Aber so ein idealer Mensch ist doch nur ein Wunsch wie der Mensch idealerweise sein sollte. Auch der "Mensch" des Humanismus ist doch eher ein metahysisches Konstrukt.
Ja, das ist echt ein Konstrukt, man, .. Niemand eher.
Von daher sollte doch der Mensch zunächst der durchschnittliche Mensch - das "nette Egoschwein" zwischen den Extremen von Altruist und Bösewicht sein.
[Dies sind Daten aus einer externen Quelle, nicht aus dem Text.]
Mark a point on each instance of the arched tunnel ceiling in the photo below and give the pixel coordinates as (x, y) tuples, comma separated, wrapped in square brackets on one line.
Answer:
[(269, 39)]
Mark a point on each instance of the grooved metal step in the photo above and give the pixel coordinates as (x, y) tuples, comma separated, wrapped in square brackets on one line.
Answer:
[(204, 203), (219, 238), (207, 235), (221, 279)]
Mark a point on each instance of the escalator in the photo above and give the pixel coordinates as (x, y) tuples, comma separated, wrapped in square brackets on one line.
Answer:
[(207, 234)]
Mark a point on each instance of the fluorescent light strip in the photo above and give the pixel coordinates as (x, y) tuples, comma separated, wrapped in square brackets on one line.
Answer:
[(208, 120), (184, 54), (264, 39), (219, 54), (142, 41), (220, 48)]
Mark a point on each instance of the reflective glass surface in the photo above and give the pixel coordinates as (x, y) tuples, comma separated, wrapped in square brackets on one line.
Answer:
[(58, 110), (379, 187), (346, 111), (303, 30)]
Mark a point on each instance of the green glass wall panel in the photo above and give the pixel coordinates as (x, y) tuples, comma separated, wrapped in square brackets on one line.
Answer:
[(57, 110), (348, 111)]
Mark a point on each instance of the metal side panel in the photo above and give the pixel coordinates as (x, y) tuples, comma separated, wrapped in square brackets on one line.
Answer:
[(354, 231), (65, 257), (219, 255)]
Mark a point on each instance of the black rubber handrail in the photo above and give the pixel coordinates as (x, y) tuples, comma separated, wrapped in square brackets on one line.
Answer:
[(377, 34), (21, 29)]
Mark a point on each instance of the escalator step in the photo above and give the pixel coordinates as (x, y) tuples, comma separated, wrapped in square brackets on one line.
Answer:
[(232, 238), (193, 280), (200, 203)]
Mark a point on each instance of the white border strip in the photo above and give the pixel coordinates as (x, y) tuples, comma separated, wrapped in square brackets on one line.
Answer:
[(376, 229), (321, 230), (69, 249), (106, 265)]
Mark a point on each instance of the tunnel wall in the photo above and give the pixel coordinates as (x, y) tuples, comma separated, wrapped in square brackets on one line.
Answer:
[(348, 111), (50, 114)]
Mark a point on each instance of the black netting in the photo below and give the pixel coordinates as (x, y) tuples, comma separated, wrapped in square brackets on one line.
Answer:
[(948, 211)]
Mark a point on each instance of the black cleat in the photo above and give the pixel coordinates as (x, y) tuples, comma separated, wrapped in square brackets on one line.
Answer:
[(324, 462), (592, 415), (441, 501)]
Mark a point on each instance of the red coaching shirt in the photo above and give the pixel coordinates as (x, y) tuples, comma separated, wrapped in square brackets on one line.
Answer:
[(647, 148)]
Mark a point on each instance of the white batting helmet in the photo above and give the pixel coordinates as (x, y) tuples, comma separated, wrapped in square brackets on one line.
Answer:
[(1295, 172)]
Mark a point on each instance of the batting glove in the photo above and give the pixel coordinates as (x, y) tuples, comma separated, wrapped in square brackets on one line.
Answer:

Statt den Extremfall des guten Menschen zum Wesen des Menschen zu erklären.
Also, ich denke, wir sollten die höhere Latte stellen, denn der Mensch von heute wird im „Man“, nach Martin Heidegger, herabgestuft und degradiert, als bloßer Konsument in der Leistungsgesellschaft, wo KI und Algorithmen bald das Leben des Einzelnen bestimmen, wie es in den düstersten Dystopien geschildert wurde.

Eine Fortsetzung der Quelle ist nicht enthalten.